The digital ad industry appears to be in the midst of a shift of power when it comes to programmatic trading. A rift has opened as a result of marketers' desire to know more and do more, and suppliers are now catering to marketers that want to take programmatic ad-buying into their own hands.
Yieldr, a display ad tech company, this week announced the launch of Yieldr Enterprise, a platform built specifically for agencies or brands building in-house programmatic ad-buying teams. Yieldr will also educate buyers on how to manage programmatic campaigns.
The announcement is timely in that it comes a few days after Accordant Media, an independent trading desk, also made moves to make programmatic buying easier for the “in-house” crowd, as first reported by AdExchanger. Accordant consolidated its programmatic offerings -- a DMP, a DSP, analytics and reporting -- into one stack, dubbed Accordant ATS.
“We released Accordant ATS both as a reaction to marketers' sincere desire to adopt programmatic solutions as well as our sense that agencies are making a mess out of programmatic deployments and point-solution-oriented vendors need to get out of the media sales business,” Arthur Muldoon, co-founder and CEO of Accordant, said to Real-Time Daily.
“Programmatic is 1% to where it is going. We can make the programmatic advertising landscape a much better place for everyone through transparency, control and data activation," stated Tom Triscari, CEO of Yieldr. "The best way to do this is by fostering the growth of in-house programmatic education, knowledge and competency.”

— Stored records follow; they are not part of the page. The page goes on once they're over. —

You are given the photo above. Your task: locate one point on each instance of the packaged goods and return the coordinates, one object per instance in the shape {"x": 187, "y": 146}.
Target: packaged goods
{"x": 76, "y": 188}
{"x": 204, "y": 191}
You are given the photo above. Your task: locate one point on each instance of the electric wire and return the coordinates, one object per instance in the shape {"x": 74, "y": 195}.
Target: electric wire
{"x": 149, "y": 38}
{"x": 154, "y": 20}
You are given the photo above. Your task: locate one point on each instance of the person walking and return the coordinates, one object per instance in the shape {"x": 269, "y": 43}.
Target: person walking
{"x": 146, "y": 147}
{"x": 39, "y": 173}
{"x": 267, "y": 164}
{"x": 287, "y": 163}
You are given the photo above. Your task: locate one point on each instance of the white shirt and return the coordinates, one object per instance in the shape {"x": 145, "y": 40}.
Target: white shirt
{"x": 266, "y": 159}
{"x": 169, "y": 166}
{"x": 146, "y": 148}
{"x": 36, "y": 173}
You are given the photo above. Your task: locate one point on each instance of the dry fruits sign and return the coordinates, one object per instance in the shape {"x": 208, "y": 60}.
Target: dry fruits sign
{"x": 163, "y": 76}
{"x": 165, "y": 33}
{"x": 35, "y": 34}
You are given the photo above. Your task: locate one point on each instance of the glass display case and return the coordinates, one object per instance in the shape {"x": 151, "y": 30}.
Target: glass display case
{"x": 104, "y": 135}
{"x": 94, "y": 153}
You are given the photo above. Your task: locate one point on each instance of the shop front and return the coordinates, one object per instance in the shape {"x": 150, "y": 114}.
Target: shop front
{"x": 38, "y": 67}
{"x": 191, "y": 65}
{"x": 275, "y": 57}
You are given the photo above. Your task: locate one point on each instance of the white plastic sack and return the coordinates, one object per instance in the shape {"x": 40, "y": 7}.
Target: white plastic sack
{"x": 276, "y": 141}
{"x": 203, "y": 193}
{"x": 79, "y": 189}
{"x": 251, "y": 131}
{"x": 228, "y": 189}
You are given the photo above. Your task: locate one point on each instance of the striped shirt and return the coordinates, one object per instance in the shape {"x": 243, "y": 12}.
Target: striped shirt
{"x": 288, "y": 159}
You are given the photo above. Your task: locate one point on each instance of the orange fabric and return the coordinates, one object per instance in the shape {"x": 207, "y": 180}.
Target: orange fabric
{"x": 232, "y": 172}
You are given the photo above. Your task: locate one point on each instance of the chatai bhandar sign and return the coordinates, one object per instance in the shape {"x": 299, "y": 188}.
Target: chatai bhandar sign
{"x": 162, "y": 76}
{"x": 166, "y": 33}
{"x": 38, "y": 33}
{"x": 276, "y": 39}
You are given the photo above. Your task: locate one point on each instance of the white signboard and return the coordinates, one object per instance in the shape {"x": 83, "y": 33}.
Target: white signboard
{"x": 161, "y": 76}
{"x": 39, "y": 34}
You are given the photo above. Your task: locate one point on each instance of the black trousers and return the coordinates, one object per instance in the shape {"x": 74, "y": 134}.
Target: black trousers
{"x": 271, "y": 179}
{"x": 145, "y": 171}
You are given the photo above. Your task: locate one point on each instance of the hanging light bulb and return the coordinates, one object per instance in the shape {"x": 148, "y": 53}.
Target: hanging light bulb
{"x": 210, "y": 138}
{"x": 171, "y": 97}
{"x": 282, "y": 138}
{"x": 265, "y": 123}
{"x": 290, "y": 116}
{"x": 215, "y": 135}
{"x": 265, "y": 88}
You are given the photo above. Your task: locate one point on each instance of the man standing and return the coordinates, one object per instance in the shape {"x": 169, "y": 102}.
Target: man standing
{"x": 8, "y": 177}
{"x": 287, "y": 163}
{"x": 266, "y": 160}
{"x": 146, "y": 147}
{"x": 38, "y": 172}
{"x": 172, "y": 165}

The desire to be more hands-on with the programmatic ad technologies could also be a partial result of the deteriorating trust between brands and agency trading desks. A recent World Federation of Advertisers (WFA) guidance report highlights transparency issues as one of the main reasons that agency trading desk use is declining at a rate of 15% year-over-year. Independent trading desk use, on the other hand, has more than tripled year-over-year.
According to a recent Casale Media report, 11% of the total U.S. spend on programmatic marketplaces in Q1 2014 came from brands directly -- 267% more than the previous year.